The difference was, what was escape – however grounded in heartfelt emotions – for one was reality for the other. Perversely, the risk was greater with the one who seemed to have least to lose.
Despite the change, they spoke nearly everyday. A few times, Gabe escaped and went to Ant’s house where they managed to eek out time together. Time had altered their rhythm if not their tune.

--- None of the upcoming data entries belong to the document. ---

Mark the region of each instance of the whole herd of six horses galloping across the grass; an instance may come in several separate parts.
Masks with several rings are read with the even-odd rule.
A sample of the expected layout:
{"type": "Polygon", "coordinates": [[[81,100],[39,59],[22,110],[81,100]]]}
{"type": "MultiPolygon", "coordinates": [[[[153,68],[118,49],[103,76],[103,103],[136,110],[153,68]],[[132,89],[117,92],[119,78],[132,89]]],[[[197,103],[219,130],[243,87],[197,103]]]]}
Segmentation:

What Anthony hid was the collapse.
The world now stretched out without end, and – like Prometheus – he was bound, without the protection of strangers.
Six weeks after the revelation, Anthony received a message from Gabe:
“My relationship is falling apart. Are you free?”
Without hesitation, Ant offered his house as a retreat, and later found the teary man sitting, as he once did, on the doorstep. As they walked in, Gabe apologised. He then apologised again as he sat on the sofa. While Anthony made tea, Gabe went through the story. Anthony’s gaze fell to his hands as he listened before retreating back to the distressed man sitting in front of him. He offered platitude after platitude. There seemed nothing else to do.
“I’m so sorry to do this to you,” said Gabe when he had exhausted his story. “You’re such a great guy. I really don’t deserve it.”
“Don’t be silly. It’s fine.” Anthony smiled. “Do you want to stay the night?”
“He texted.”
“I’m pleased.”
Gabe smiled, then spoke:
“May I have a cuddle?”
Anthony stepped down from the sofa’s arms, and wrapped his arms around the shrunken figure. They stayed together like that for some time before, as the time approached ten o’clock, they walked hand in hand in silence to the bedroom.
They carefully undressed each other. Naked they got into bed and curled into each other.
Gabe rested his head upon Anthony’s chest, eyes closed, while Anthony stared beyond him at the deadness of the future.